# U.S. Citizen Married to a Dual Citizen - Interviewing for Job in Canada



## RayCGA (May 17, 2012)

I am a U.S. citizen, living in the U.S. with my wife who is a dual citizen (Canada and the U.S.). I am interviewing for a job in Canada with a U.S. based company. The job must be based in the Toronto area. We both are willing to move to the Toronto area, in fact, I am very excited about the opportunity. 

What I can't seem to get a clear answer on from any of the immigration websites is: what is the fastest and best route for me to be able to move and work in Canada. Since my wife is a dual citizen, can she sponsor me into Canada for my permanent residence status and then I could get a work permit? Can I just apply for a work permit even though the job is permanent, apply for my permanent residence status and then hopefully get my permanent residence status before the work permit expires? 

Does anyone have experience with the letter from HRSDC that a hiring company must get to allow a foreign worker to be hired? How difficult is it to get and how long does it take? 

If I am fortunate enough to be offered the job, I would need to start right away. It is a sales representative job. 

Any help that anyone can provide who has experience with this would be GREATLY appreciated! 

Thank you in advance,
Ray


----------



## Auld Yin (Mar 10, 2009)

RayCGA said:


> I am a U.S. citizen, living in the U.S. with my wife who is a dual citizen (Canada and the U.S.). I am interviewing for a job in Canada with a U.S. based company. The job must be based in the Toronto area. We both are willing to move to the Toronto area, in fact, I am very excited about the opportunity.
> 
> What I can't seem to get a clear answer on from any of the immigration websites is: what is the fastest and best route for me to be able to move and work in Canada. Since my wife is a dual citizen, can she sponsor me into Canada for my permanent residence status and then I could get a work permit? Can I just apply for a work permit even though the job is permanent, apply for my permanent residence status and then hopefully get my permanent residence status before the work permit expires?
> 
> ...


Welcome to the site. As a Canadian citizen your wife may sponsor you for Canadian residency. You should read Sponsoring your family: Spouses and dependent children
Once sponsored you should get a Spousal Open Work Permit (SOWP).
This is probably the fastest way into Canada for you. Your application for Permanent Status could follow at your leisure.
Good Luck.


----------



## RayCGA (May 17, 2012)

*Thank You*



RayCGA said:


> I am a U.S. citizen, living in the U.S. with my wife who is a dual citizen (Canada and the U.S.). I am interviewing for a job in Canada with a U.S. based company. The job must be based in the Toronto area.

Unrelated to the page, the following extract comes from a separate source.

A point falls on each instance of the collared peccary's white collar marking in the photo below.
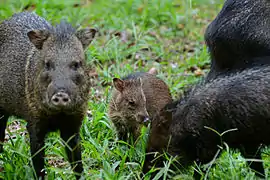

We both are willing to move to the Toronto area, in fact, I am very excited about the opportunity.
> 
> What I can't seem to get a clear answer on from any of the immigration websites is: what is the fastest and best route for me to be able to move and work in Canada. Since my wife is a dual citizen, can she sponsor me into Canada for my permanent residence status and then I could get a work permit? Can I just apply for a work permit even though the job is permanent, apply for my permanent residence status and then hopefully get my permanent residence status before the work permit expires?
> 
> ...



Thank you Auld Yin for the quick reply. I have researched some of what you suggested. It looks like that takes a year or so for all that to be approved. I don't have that kind of time. If I am offered the job in Toronto, I would need to start within the next 4-6 weeks. Is that impossible based on the information I provided you? Is there any other possible way to work and live in Canada within that time period? 

Thanks so much for your help. 
Ray


----------



## Auld Yin (Mar 10, 2009)

RayCGA said:


> Thank you Auld Yin for the quick reply. I have researched some of what you suggested. It looks like that takes a year or so for all that to be approved. I don't have that kind of time. If I am offered the job in Toronto, I would need to start within the next 4-6 weeks. Is that impossible based on the information I provided you? Is there any other possible way to work and live in Canada within that time period?
> 
> Thanks so much for your help.
> Ray


I'm afraid the answer is no, as far as I know.


----------